Как-то раз, беседуя над суточными щами с И. Смирновым, писатель В. Сорокин брякнул: «Еду игнорировала и философия, и русская литература» (само собой речь шла о «Пире»). Игорь Смирнов как литературовед, поднапрягся и смог выдавить из себя фамилию Боборыкина, как бы сомневаясь в тезисе Сорокина. Впрочем, в итоге согласился, выдав очередной перл невежества (эта беседа вообще ими изысканно изукрашена): «а Левин в "Анне Карениной" неприязненно следит за обедающим Стивой Облонским». (У Толстого: «Левин ел и устрицы, хотя белый хлеб с сыром был ему приятнее. Но он любовался на Облонского»). Одно из самых забавных шоу на свете – беседа писателя-«постмодерниста» с литературоведом, занимающимся современной литературой.
В русской литературе еда никогда не бывала подана с точки зрения того, кто приготовляет еду.
В. Сорокин Диалог о «Пире»
Самая лучшая закуска, ежели желаете знать, селедка. Съели вы ее кусочек с лучком и с горчичным соусом, сейчас же, благодетель мой, пока еще чувствуете в животе искры, кушайте икру саму по себе или, ежели желаете, с лимончиком, потом простой редьки с солью, потом опять селедки, но всего лучше, благодетель, рыжики соленые, ежели их изрезать мелко, как икру, и, понимаете ли, с луком, с прованским маслом... объедение! Но налимья печенка — это трагедия!
Заманчив также жаренный пискарь, ежели его изжарить умеючи. Его, благодетель, нужно обвалять в толченых сухарях и жарить досуха, чтобы на зубах хрумтел.
А. П. Чехов «Сирена»
Чехов должен был быть толстым. Ну не прям, чтобы из пролетки вываливаться и пыхтеть, а так: хотя бы с брюшком Добчинского-Бобчинского, с раскормленными аппетитными щечками-попками.
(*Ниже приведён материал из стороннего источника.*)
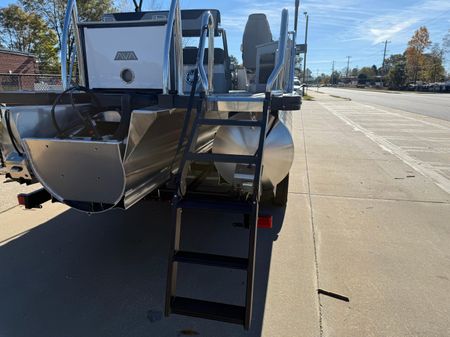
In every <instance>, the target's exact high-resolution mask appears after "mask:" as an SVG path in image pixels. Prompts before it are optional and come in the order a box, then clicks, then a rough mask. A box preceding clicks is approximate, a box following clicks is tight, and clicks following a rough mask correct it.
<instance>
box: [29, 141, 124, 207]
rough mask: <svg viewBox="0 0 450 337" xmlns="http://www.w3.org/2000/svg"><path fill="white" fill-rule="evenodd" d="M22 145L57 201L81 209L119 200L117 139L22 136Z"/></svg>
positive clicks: (121, 174) (116, 204) (119, 194)
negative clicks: (34, 137)
mask: <svg viewBox="0 0 450 337" xmlns="http://www.w3.org/2000/svg"><path fill="white" fill-rule="evenodd" d="M24 145H25V151H26V155H27V157H28V158H29V160H30V163H31V165H32V168H33V170H34V173H35V174H36V176H37V177H38V179H39V181H40V182H41V183H42V184H43V185H44V187H45V188H46V189H47V190H48V191H49V192H50V193H51V194H52V195H53V196H54V197H55V198H56V199H58V200H59V201H61V202H63V203H65V204H67V205H69V206H71V207H74V208H76V209H79V210H82V211H85V212H101V211H105V210H107V209H110V208H112V207H113V206H115V205H117V204H118V203H119V202H120V201H121V199H122V196H123V194H124V189H125V173H124V169H123V164H122V156H121V151H120V143H119V142H115V141H112V142H96V141H92V140H88V141H84V140H65V139H25V140H24Z"/></svg>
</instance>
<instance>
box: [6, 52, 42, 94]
mask: <svg viewBox="0 0 450 337" xmlns="http://www.w3.org/2000/svg"><path fill="white" fill-rule="evenodd" d="M38 72H39V68H38V64H37V62H36V57H35V56H34V55H32V54H28V53H22V52H18V51H12V50H8V49H3V48H0V91H2V90H33V87H34V82H35V76H33V75H34V74H37V73H38Z"/></svg>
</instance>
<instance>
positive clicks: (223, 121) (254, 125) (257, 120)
mask: <svg viewBox="0 0 450 337" xmlns="http://www.w3.org/2000/svg"><path fill="white" fill-rule="evenodd" d="M199 124H202V125H218V126H222V125H227V126H250V127H261V121H258V120H242V119H200V121H199Z"/></svg>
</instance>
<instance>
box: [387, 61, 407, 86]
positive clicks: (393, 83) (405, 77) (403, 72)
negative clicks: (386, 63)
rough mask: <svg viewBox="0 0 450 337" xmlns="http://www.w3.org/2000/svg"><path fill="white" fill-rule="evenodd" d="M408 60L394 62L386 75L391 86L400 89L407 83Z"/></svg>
mask: <svg viewBox="0 0 450 337" xmlns="http://www.w3.org/2000/svg"><path fill="white" fill-rule="evenodd" d="M406 78H407V76H406V61H401V62H398V63H396V64H394V65H393V66H392V67H391V68H390V69H389V72H388V74H387V76H386V83H387V85H388V87H389V88H392V89H400V88H402V87H403V86H405V85H406Z"/></svg>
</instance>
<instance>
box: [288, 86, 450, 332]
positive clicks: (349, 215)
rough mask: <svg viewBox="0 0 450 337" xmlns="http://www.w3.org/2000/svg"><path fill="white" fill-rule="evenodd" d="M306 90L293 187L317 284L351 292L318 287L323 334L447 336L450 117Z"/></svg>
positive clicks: (449, 273) (449, 295)
mask: <svg viewBox="0 0 450 337" xmlns="http://www.w3.org/2000/svg"><path fill="white" fill-rule="evenodd" d="M314 96H315V98H316V101H312V102H305V104H304V106H303V110H302V119H303V123H302V125H303V130H304V137H305V148H306V164H305V165H306V167H307V177H304V176H303V177H300V179H299V182H297V185H298V186H302V187H301V188H300V187H299V188H297V189H294V190H293V192H294V193H303V190H304V186H305V184H306V185H308V186H309V192H310V193H309V195H308V198H309V200H310V202H311V205H312V222H313V228H314V233H315V247H316V254H317V265H318V272H317V274H318V286H319V288H321V289H323V290H326V291H328V292H332V293H335V294H339V295H342V296H346V297H348V298H349V300H350V302H349V303H347V302H345V301H342V300H339V299H336V298H333V297H330V296H325V295H319V303H320V322H321V330H322V335H323V336H330V337H331V336H333V337H334V336H342V337H350V336H355V337H357V336H358V337H359V336H449V335H450V319H449V317H450V305H449V303H450V203H449V201H450V194H449V192H450V190H449V189H448V188H449V186H450V185H449V184H448V182H449V176H450V175H449V174H448V173H450V171H449V170H448V168H449V167H450V155H449V151H450V123H447V122H443V121H441V120H433V119H432V118H424V117H420V116H417V115H414V114H408V113H404V112H398V111H386V110H384V111H381V110H379V109H374V108H372V107H370V106H363V105H361V104H357V103H354V102H351V101H346V100H341V99H336V98H332V97H330V96H328V95H324V94H317V93H314ZM297 123H300V122H298V121H297ZM433 144H434V145H433ZM417 150H421V151H417ZM439 150H440V151H439ZM297 160H298V158H297ZM438 185H439V186H438Z"/></svg>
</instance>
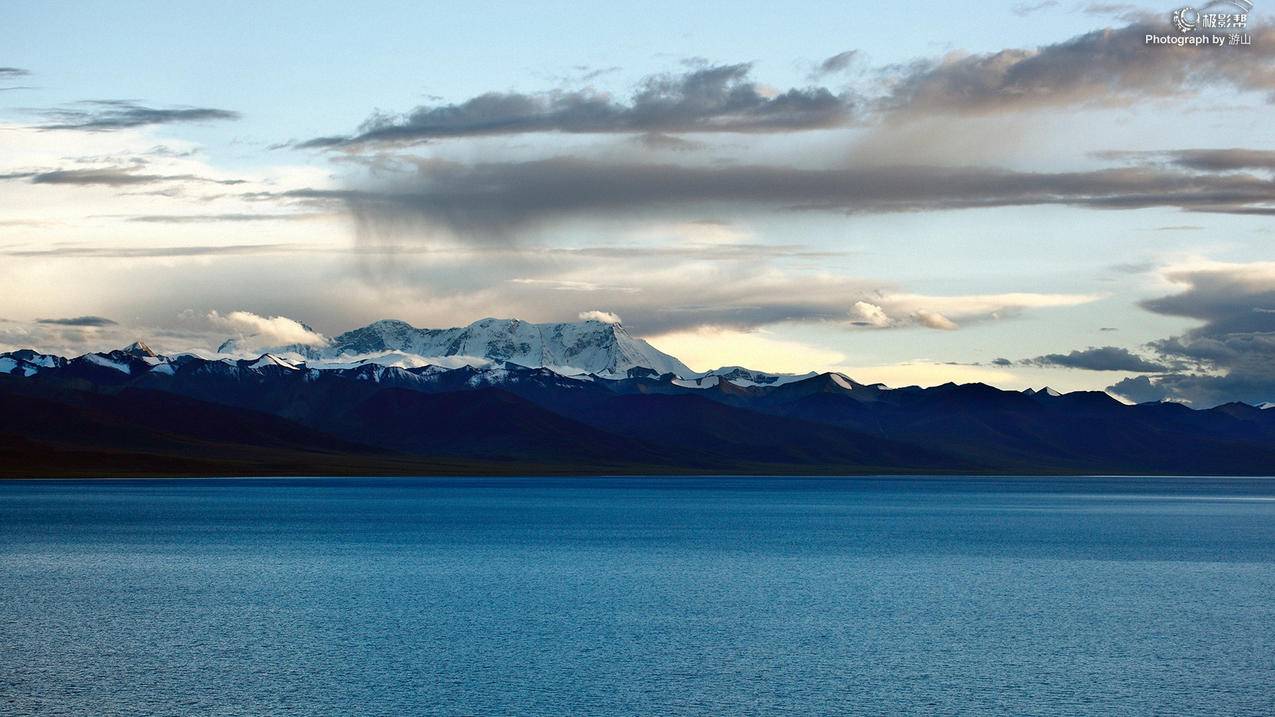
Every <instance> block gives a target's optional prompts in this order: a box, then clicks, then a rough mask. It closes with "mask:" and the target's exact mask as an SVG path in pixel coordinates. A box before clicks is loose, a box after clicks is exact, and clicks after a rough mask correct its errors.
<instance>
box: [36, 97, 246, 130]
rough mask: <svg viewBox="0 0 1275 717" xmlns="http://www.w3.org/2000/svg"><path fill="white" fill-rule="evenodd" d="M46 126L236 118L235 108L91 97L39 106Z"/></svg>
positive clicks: (159, 123)
mask: <svg viewBox="0 0 1275 717" xmlns="http://www.w3.org/2000/svg"><path fill="white" fill-rule="evenodd" d="M41 114H42V115H45V117H46V119H47V124H45V125H41V126H40V129H47V130H88V131H108V130H117V129H129V128H139V126H147V125H170V124H177V122H205V121H213V120H237V119H240V114H238V112H231V111H230V110H217V108H213V107H163V108H161V107H147V106H143V105H138V103H136V102H133V101H129V100H92V101H87V102H79V103H77V105H75V106H74V107H62V108H52V110H41Z"/></svg>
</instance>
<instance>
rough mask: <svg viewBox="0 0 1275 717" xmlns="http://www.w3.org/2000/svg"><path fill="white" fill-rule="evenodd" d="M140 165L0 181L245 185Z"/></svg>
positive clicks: (62, 171) (42, 183)
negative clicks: (208, 183) (166, 172)
mask: <svg viewBox="0 0 1275 717" xmlns="http://www.w3.org/2000/svg"><path fill="white" fill-rule="evenodd" d="M140 168H142V165H134V166H128V167H98V168H89V170H51V171H40V172H10V174H5V175H0V180H29V181H31V184H60V185H99V186H135V185H145V184H158V182H170V181H198V182H209V184H221V185H236V184H245V181H244V180H222V179H210V177H201V176H196V175H152V174H142V171H140Z"/></svg>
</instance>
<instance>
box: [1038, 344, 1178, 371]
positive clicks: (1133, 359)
mask: <svg viewBox="0 0 1275 717" xmlns="http://www.w3.org/2000/svg"><path fill="white" fill-rule="evenodd" d="M1021 362H1023V364H1024V365H1028V366H1040V367H1051V366H1057V367H1061V369H1084V370H1086V371H1133V373H1139V374H1159V373H1164V371H1168V370H1169V367H1168V366H1165V365H1164V364H1156V362H1155V361H1149V360H1146V358H1144V357H1141V356H1139V355H1136V353H1133V352H1131V351H1130V350H1127V348H1119V347H1116V346H1102V347H1089V348H1085V350H1080V351H1071V352H1070V353H1047V355H1044V356H1037V357H1035V358H1025V360H1023V361H1021Z"/></svg>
Ну почему он не был толстым?!! В общем, хочется, чтобы детское желание спроецировать личный образ писателя на фактический как-то реализовалось; визуально – черно-белая фотография и сдобный толстячок в пенсне, у ног которого замерли Хина и Бром.
А ведь, не смотря на все потуги критики, не смотря на все утверждения, русская литература как-никак приятно телесна, округла и аппетитна, а уж Чехов… А собственно, мне хотелось бы воспеть один рассказ Чехова «Сирена», к чему и перейду
«Сирена» (1887 г., 24 августа, «Петербургская газета», №231, стр. 3)
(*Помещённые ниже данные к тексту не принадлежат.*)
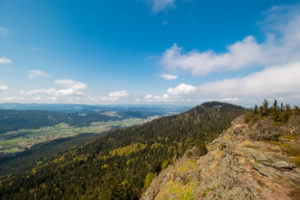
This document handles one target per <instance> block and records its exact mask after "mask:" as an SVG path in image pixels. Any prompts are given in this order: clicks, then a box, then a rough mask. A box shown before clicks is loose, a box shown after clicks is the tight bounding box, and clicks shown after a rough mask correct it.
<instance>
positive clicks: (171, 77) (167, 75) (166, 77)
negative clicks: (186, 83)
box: [160, 74, 178, 80]
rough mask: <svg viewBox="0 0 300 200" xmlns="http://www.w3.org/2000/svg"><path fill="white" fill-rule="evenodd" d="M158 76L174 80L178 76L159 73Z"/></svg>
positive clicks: (176, 75) (166, 78)
mask: <svg viewBox="0 0 300 200" xmlns="http://www.w3.org/2000/svg"><path fill="white" fill-rule="evenodd" d="M160 77H162V78H163V79H166V80H174V79H177V78H178V76H177V75H172V74H161V75H160Z"/></svg>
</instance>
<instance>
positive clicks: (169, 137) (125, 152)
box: [0, 102, 245, 199]
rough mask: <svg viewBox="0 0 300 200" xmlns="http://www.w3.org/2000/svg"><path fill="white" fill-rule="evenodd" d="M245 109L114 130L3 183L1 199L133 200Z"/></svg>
mask: <svg viewBox="0 0 300 200" xmlns="http://www.w3.org/2000/svg"><path fill="white" fill-rule="evenodd" d="M244 112H245V109H244V108H242V107H240V106H235V105H232V104H227V103H216V102H213V103H209V104H204V105H202V106H197V107H196V108H195V109H191V110H189V111H187V112H185V113H182V114H179V115H173V116H168V117H162V118H160V119H155V120H153V121H151V122H147V123H145V124H142V125H138V126H133V127H130V128H125V129H120V130H116V131H114V132H111V133H109V134H107V135H105V136H103V137H101V138H99V139H97V140H94V141H90V142H88V143H86V144H85V145H81V146H78V147H74V148H72V149H70V150H69V151H68V152H66V153H64V154H62V155H60V156H58V157H56V158H55V159H53V160H44V161H40V162H37V164H36V165H35V166H34V167H33V168H32V169H31V170H29V171H27V172H26V173H24V174H22V175H17V176H10V177H6V178H3V179H1V183H0V197H1V198H4V199H32V198H33V196H34V197H35V198H38V199H42V198H46V197H47V198H51V199H70V198H71V199H80V198H87V199H93V198H98V199H99V198H100V199H137V198H139V197H140V195H141V193H142V192H143V191H144V190H145V188H146V187H147V186H148V184H149V182H151V180H152V178H153V177H154V176H155V175H156V174H158V173H159V172H160V171H161V170H162V169H164V168H166V166H168V165H169V164H170V163H172V162H174V161H175V160H176V158H178V157H180V156H181V155H182V154H183V153H184V152H185V151H186V150H187V149H189V148H191V147H192V146H194V145H195V144H196V143H197V141H198V143H199V146H201V148H199V149H198V151H199V152H198V153H200V154H203V153H205V152H206V151H205V146H204V145H205V143H206V142H207V141H211V140H212V139H213V138H215V137H217V136H218V135H219V134H220V133H222V131H223V130H224V129H226V128H228V127H229V126H230V122H231V121H232V120H233V119H234V118H235V117H237V116H239V115H240V114H242V113H244Z"/></svg>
История проста: после заседания мирового съезда судьи собрались отдышаться в совещательной комнате и тут старичок Жилин, секретарь съезда, начинает терроризировать господ своими историями о еде.
Жилин выстраивает цельный психофизиологический ритуал, где еда является центральным сакральным объектом. А если точнее, он описывает одну из практик «заботы о себе» (в терминах Фуко), практику «философской жизни». В рассказе есть и представитель другой, традиционной, концепции познания и отношения к себе/миру: «судья Милкин, молодой человек с томным, меланхолическим лицом, слывущий за философа, недовольного средой и ищущего цели жизни». То есть, классическая традиция (Милкин): познание как познание всегда чего-то внешнего, цель жизни полагается во-вне, среда представляется противостоящей субъекту, сократический принцип «познай себя» как выделение «себя» из «мира»; и неклассическая традиция, эллинистически-римская (Жилин, наша Сирена), в каковой «забота о себе» еще не замещена на «познай себя», субъект и объект познания не жестко детерминированы, сам процесс познания меняет как субъект, так и объект познания, и еще нет философии как таковой, а есть только философская жизнь.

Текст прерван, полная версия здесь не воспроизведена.